I hit the end of Catherine and then reversed back north up Maple, and somewhere in those first few steps, words it was, first, that came back to me, perfume, cigarettes, the sea, and I walked and then I saw a figure, off in the distance, off in the mist of seventeen long years, I saw her, standing on the beach of the sea, the auburn hair flowing down from underneath a brown hat, oh she loved the hats, the auburn hair flowed down over her shoulders and halfway down her back, and she smiled at me as I stood with a camera a few yards away, the mist of the sea rising behind her, and I walked up Maple and, with no one around, I gave in, and let the surprising tears out of my eyes and down across my cheeks, I really didn't care anymore, I wanted to lean against a telephone pole and let it all out, and let out a scream, and enough tears to drown a village, but I kept walking for some reason.
&&&
I thought about words: about the words "perfume" and "sea." Every last one of them loaded to the gills. Lauren wore perfume like no one I've ever met before or since: on her, it just reeked of beauty. I've smelled a lot of perfume on a lot of women, but I've never smelled anything like the smell of perfume on her. It was otherworldly.
I thought about the sea, and the memories of it that lie intertwined with her. In our younger days, we seemed to find our way to the sea, whether we wanted to or not. When I think of Lauren, so often I think of her standing on the shores of the Atlantic, her side or ours; so often, I think of her standing, smiling, on the sands of the Atlantic.
&&&
Must have been a couple of days ago.
Riley, five now, graduating from pre-school.
I thought, for a moment, of Lauren, waiting for guests to arrive at his first birthday party, way back in 2007. I thought of her in a white silk shirt and a long, flowing, red and white skirt. I felt her nervousness, her fear that she might be witnessing, for the last time, the birthdays of one of her children. We were waiting, then, for the diagnosis. When we got it, that it was a benign brain tumor, that she would, with the assistance of a capable surgeon, survive, she turned to me and said, oh, I thought they were going to tell me I had six months to live and that I wouldn't live to see my kids grow up.

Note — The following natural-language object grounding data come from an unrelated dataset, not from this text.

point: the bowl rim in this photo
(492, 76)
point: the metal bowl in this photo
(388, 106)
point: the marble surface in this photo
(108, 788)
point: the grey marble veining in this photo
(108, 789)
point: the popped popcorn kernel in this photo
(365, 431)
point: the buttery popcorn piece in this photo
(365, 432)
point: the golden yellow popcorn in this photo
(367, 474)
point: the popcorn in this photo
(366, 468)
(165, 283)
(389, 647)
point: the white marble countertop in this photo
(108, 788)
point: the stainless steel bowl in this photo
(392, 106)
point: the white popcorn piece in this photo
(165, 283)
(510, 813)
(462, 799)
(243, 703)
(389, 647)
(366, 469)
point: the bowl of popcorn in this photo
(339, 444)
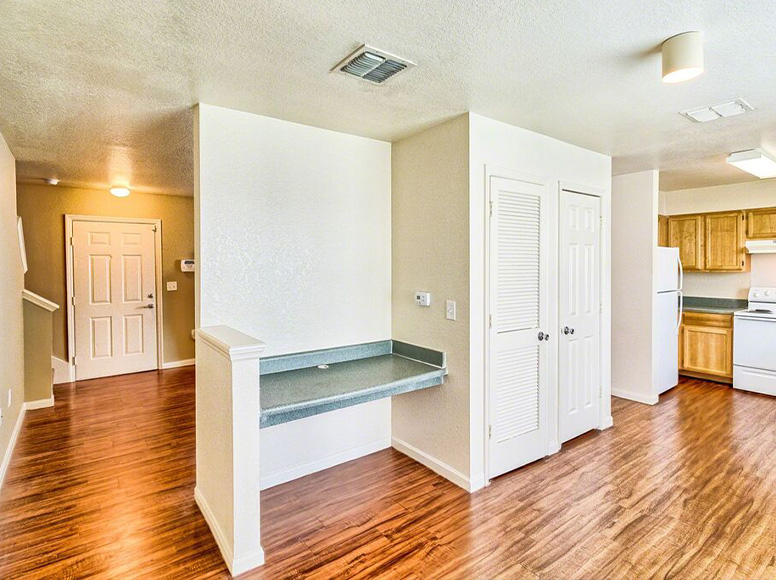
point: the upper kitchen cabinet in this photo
(761, 224)
(724, 242)
(686, 233)
(662, 231)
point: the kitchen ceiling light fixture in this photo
(682, 57)
(754, 161)
(119, 191)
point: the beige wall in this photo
(11, 319)
(430, 225)
(43, 208)
(747, 195)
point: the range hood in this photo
(761, 247)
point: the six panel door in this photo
(518, 357)
(579, 368)
(114, 283)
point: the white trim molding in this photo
(64, 372)
(638, 397)
(439, 467)
(39, 404)
(37, 300)
(11, 445)
(180, 363)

She didn't know it then, thankfully, but she had three months to live, and she in fact would not live to see her kids grow up.
&&&
So, Riley, graduating from pre-school, is with some friends, and he turns toward Sheila and I, and he says, hey guys, there's my mom. There's my dad.
&&&
I think of this as I dry my tears heading down Maple.
I think of one of the great mysteries of existence: how such great sorrow can live among such great joy. I think of my love for Sheila: fierce, beyond words, I would die for her, and I mean that in the most literal manner possible.

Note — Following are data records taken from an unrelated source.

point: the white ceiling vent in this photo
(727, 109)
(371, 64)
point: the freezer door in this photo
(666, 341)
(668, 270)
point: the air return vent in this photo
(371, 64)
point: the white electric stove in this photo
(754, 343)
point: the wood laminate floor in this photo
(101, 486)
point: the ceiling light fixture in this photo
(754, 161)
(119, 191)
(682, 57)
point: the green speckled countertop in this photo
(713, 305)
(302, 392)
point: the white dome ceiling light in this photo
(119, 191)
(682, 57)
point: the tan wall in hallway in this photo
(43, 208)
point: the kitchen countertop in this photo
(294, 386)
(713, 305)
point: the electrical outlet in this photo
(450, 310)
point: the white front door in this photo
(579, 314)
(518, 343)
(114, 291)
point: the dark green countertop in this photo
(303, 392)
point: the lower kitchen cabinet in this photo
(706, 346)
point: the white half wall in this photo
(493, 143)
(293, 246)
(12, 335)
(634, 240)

In spite of that, my past, my sorrow, comes out to play, seemingly from nowhere, with no warning.
I walk up Second, all hills, I begin to pant and sweat. The sun bears down upon me mercilessly. I think of Lauren, of Sheila, of Riley, of the tears words like perfume and sea have brought down upon me. I feel ambivalent. I owe the living more than the dead, I think, but goddamnit, I earned those tears, I think. I watched that woman bleed to death, and no one who has lived before or since will ever be able to appreciate how fucking hard that was.
But it's Friday, and the sun is shining, and the beauty of this world, in this moment, is too much to deny.
I owe the living more than the dead. The dead, I hope to see them again when I cross over, and if all that is nonsense, I'll never know the difference.
The living, though, aren't thinking about the crossing over. They love me and they are simply waiting for me to come home. They want smiles and kisses and hugs, and that is what the deserve, and that is what they will get.
I dry my tears and let the sun rain down. I dry my tears and get ready to come back into the here and now.